I’ve said it time-and-time again, but those fellas over at the Academy don’t want a little lass like me promoting a movie called The Archivist. And, why is that, you ask? Well, it’s the kind of film that has cojones, a take-no-prisoners attitude, and it’s not afraid to step outside stereotypical Hollywood filmmaking conventions and be something different. In other words, The Archivist is the type of movie that’s not for wimps.

Now, I have to be honest with you, dear reader; I haven’t seen The Archivist just yet. In fact, their production company is still in talks with distributors and there’s no set release date. But based on this glorious trailer alone (embedded below), I can safely say, “HOLY F@&KING SH$T—I AM PUMPED!” I mean, c’mon, there’s a guy who tries to fight an actual biplane with a chainsaw. THAT’S SO COOL.

The Archivist was filmed in stunning 35mm and takes inspiration from 60s and 70s directors like George Romero (The Crazies), George Miller (Mad Max), and, most notably, Sergio Leone (The Good, the Bad and the Ugly). It’s going for that glorious grindhouse feeling—horror, splatter, action, and exploitation all in one beautiful package.

OMG—that sunset!
And who doesn’t love some bulldozer action!

In the trailer, The Archivist pays homage to famous cinematic moments; I’m sure you clocked the Clint Eastwood hat moment from the aforementioned The Good, the Bad and the Ugly, for instance. But these references don’t feel heavy-handed. You can tell that the filmmakers have a deep love and respect for their influences, and they’re using these references to lend their movie the right type of stylistic atmosphere.

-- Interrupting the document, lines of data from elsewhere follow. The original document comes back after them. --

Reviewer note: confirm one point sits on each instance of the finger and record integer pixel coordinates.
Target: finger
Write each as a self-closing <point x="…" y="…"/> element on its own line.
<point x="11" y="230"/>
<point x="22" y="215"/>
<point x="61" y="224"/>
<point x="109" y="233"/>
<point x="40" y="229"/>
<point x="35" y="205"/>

And I must say, writer/director/lead actor, Eric Hand, is giving me some serious Karl Urban vibes and I am VERY INTO. Hey, Mr. Beard, hey.

Mr. Beard . . . I mean, Eric Hand.

“Whether it was in my choice of a lens or my choice of a gun,” said Hand, “as actor and director I set out to make a no holds barred, hell of a movie that would entertain and maybe just make some people think about what movies used to mean and how they were made, and how they looked during the American New Wave, before digital technologies became the order of the day.”

When I reviewed Tammy and the T-Rex and Rebeller Media, I talked about movies that deliver “the goods.” Well, dear reader, keep your eyes peeled, because The Archivist sure looks like it’ll knock your socks off.